New treatment option for those with prostate cancer
This non-chemotherapy treatment option can help improve survival rates.
Pharmaceutical company Janssen’s Zytiga (abiraterone acetate) in combination with prednisone has been approved for the treatment of high-risk metastatic hormone-sensitive prostate cancer (mHSPC). In Singapore, incidence of Stage 4 prostate cancer (includes metastatic prostate cancer) is about 25 to 30 percent.
While the majority of patients with mHSPC initially respond to androgen deprivation therapy (ADT), it usually becomes less effective over time. Treatment using Zytiga offers new hope for patients with mHSPC as it is a difficult type of cancer to treat.
This is the first time a non-chemotherapy regimen has been shown to improve patient outcomes and increase overall survival in prostate cancer patients who have not received hormone therapy.
Clinical trials show that when Zytiga is used as part of a treatment regime:
- The risk of death is reduced by 38 percent (compared to the placebo).
- The risk of radiographic progression or death is reduced by 53 percent compared to placebo.
- There is an improvement in the pain progression of patients.
In addition to increasing overall survival, the clinical trials on Zytiga showed other significant improvements including delaying time to receiving subsequent therapy, chemotherapy, and delaying time to PSA progression and development of symptomatic skeletal events.
Dr Oliver Sartor, Laborde Professor of Cancer Research at the Tulane University School of Medicine in New Orleans welcomed the approval of Zytiga for use in treating mHSPC. “This approval means sufferers in Singapore with metastatic hormone-sensitive prostate cancer now have access to a treatment option that can improve their overall survival rate.
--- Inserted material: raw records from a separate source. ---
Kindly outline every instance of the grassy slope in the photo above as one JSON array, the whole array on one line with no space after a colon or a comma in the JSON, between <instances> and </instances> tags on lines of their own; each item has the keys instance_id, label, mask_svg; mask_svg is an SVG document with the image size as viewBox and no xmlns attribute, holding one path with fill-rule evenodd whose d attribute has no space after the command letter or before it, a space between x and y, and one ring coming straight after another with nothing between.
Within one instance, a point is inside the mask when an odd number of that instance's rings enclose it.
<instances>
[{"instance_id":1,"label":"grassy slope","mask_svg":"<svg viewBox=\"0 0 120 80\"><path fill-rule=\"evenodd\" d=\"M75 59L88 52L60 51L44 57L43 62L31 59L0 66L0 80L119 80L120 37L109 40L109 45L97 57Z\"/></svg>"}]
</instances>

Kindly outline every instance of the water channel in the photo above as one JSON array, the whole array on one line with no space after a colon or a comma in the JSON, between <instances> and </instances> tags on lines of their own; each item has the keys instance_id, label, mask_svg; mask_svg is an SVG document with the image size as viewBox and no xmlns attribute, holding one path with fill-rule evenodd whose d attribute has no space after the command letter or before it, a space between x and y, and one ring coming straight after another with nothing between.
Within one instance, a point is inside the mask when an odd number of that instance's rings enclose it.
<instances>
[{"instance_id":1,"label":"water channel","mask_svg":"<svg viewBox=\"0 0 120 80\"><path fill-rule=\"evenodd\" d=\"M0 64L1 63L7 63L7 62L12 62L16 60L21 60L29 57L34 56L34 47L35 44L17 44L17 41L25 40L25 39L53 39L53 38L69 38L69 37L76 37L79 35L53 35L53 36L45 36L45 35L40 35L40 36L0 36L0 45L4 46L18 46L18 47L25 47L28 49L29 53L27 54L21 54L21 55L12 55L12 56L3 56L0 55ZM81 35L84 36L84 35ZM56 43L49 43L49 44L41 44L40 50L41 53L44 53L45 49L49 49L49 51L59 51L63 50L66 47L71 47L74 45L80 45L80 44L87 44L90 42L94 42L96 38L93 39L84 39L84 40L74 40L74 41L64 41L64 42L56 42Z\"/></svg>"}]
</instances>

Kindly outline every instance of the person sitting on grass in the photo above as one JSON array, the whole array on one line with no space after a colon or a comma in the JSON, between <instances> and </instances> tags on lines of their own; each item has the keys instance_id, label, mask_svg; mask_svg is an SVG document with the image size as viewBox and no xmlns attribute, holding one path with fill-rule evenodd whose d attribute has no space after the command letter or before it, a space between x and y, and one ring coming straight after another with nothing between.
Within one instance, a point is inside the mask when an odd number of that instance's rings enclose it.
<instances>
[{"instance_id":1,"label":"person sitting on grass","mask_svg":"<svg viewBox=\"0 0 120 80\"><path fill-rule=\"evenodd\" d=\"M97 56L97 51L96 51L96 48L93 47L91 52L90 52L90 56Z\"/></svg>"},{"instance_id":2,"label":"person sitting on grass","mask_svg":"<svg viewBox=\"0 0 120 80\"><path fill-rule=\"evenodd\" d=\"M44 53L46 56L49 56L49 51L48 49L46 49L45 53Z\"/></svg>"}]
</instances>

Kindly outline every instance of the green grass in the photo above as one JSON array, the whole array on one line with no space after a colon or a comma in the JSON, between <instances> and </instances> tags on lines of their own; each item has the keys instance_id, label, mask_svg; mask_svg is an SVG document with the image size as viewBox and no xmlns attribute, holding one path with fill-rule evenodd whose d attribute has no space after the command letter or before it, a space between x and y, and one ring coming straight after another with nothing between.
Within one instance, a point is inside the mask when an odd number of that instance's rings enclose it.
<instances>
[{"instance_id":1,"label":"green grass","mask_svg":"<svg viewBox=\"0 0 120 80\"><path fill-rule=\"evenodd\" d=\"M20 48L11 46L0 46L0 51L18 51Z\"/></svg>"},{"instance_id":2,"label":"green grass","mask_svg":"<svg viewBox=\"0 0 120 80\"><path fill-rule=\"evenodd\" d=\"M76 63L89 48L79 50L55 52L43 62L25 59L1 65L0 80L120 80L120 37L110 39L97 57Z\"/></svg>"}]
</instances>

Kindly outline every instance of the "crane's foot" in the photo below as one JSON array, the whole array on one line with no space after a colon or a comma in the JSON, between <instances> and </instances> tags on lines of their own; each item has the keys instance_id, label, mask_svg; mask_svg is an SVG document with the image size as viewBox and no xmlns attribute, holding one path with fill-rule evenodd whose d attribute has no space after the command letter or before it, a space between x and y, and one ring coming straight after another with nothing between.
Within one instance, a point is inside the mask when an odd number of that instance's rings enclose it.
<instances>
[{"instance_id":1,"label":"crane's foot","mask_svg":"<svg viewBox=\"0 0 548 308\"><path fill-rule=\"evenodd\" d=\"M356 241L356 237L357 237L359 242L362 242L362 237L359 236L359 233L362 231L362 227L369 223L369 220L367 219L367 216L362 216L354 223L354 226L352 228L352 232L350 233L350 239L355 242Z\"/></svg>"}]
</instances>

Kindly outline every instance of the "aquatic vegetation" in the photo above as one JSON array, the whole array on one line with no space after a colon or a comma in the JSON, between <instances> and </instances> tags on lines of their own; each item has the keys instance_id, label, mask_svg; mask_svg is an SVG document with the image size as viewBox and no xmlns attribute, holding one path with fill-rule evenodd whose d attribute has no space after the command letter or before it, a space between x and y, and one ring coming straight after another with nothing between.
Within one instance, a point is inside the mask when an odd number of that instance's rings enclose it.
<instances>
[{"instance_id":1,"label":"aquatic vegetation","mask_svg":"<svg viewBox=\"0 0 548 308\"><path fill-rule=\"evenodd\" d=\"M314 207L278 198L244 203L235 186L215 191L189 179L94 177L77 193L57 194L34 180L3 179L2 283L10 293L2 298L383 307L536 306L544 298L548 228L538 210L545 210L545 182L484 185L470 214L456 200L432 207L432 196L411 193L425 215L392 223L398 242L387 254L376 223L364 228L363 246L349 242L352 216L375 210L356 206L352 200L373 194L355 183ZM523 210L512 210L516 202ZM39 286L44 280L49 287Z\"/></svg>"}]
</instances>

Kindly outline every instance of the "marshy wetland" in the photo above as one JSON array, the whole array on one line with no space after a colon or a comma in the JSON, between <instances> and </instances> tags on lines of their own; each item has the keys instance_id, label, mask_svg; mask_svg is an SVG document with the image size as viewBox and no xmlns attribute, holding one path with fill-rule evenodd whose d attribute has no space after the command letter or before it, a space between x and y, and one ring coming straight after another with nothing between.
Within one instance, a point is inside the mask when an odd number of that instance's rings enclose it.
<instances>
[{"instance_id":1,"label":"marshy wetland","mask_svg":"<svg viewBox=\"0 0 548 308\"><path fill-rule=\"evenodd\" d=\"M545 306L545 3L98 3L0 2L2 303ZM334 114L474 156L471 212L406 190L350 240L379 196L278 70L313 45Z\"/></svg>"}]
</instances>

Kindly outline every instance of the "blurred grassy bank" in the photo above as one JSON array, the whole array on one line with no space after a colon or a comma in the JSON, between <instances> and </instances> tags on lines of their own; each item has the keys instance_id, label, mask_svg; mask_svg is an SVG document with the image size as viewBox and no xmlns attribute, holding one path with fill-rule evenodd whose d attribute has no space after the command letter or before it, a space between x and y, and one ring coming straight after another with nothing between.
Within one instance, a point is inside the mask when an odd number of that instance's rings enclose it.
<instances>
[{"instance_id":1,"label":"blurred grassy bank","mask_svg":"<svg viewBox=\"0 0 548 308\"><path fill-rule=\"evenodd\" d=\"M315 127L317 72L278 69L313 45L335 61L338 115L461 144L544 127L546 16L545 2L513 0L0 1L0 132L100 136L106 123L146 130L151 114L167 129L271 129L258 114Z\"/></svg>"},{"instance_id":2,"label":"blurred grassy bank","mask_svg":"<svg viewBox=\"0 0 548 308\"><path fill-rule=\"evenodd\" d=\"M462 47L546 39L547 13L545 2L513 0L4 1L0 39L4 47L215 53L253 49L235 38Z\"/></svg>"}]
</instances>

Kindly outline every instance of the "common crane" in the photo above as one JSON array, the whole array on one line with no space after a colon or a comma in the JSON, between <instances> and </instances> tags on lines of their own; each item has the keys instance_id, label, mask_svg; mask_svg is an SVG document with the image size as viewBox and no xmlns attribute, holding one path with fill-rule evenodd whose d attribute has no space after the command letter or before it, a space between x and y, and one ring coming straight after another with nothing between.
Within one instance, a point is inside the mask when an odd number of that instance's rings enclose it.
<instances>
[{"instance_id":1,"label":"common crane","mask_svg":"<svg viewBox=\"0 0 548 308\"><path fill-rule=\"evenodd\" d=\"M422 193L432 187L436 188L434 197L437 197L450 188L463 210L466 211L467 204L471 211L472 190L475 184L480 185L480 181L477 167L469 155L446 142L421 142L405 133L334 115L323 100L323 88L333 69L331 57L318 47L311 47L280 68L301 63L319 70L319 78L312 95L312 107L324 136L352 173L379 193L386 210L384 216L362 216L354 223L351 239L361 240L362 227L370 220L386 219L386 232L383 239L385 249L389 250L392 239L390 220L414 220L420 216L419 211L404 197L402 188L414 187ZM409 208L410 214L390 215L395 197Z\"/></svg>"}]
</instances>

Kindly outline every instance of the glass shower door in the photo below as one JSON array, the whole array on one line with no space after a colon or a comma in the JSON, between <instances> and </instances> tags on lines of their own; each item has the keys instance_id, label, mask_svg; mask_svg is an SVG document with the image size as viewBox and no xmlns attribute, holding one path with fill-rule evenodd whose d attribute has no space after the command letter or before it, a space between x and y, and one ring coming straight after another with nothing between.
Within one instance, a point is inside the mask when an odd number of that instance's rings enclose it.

“It is particularly important in Singapore and other Asian countries as this is a non-chemotherapy treatment option. Chemotherapy tolerance among Asian patients is lower compared to Western countries,” he said. “This approval is good news for prostate cancer patients and their families as well as the medical practitioners treating them as it gives them an important new therapeutic option.”
Zytiga is already approved for use in treatment of advanced prostate cancer in Singapore. It works by inhibiting the production of male sex hormones in all three sites where they occur — the testes, the adrenal glands and the tumour itself. By reducing male sex hormone production in the body, Zytiga has been shown to reduce tumour activity. Zytiga is taken in combination with ADT and with prednisone or prednisolone.
Among Singaporean men, the incidence of prostate cancer is rising faster than any other type of cancer. Between 1976 and 2015, the incidence rate has gone from 5.9 to 29.7 per 100,000 Singaporean men – an increase of more than 400 percent in 40 years. By comparison the rate of other cancers affecting men such as liver, lung and stomach fell during the same period.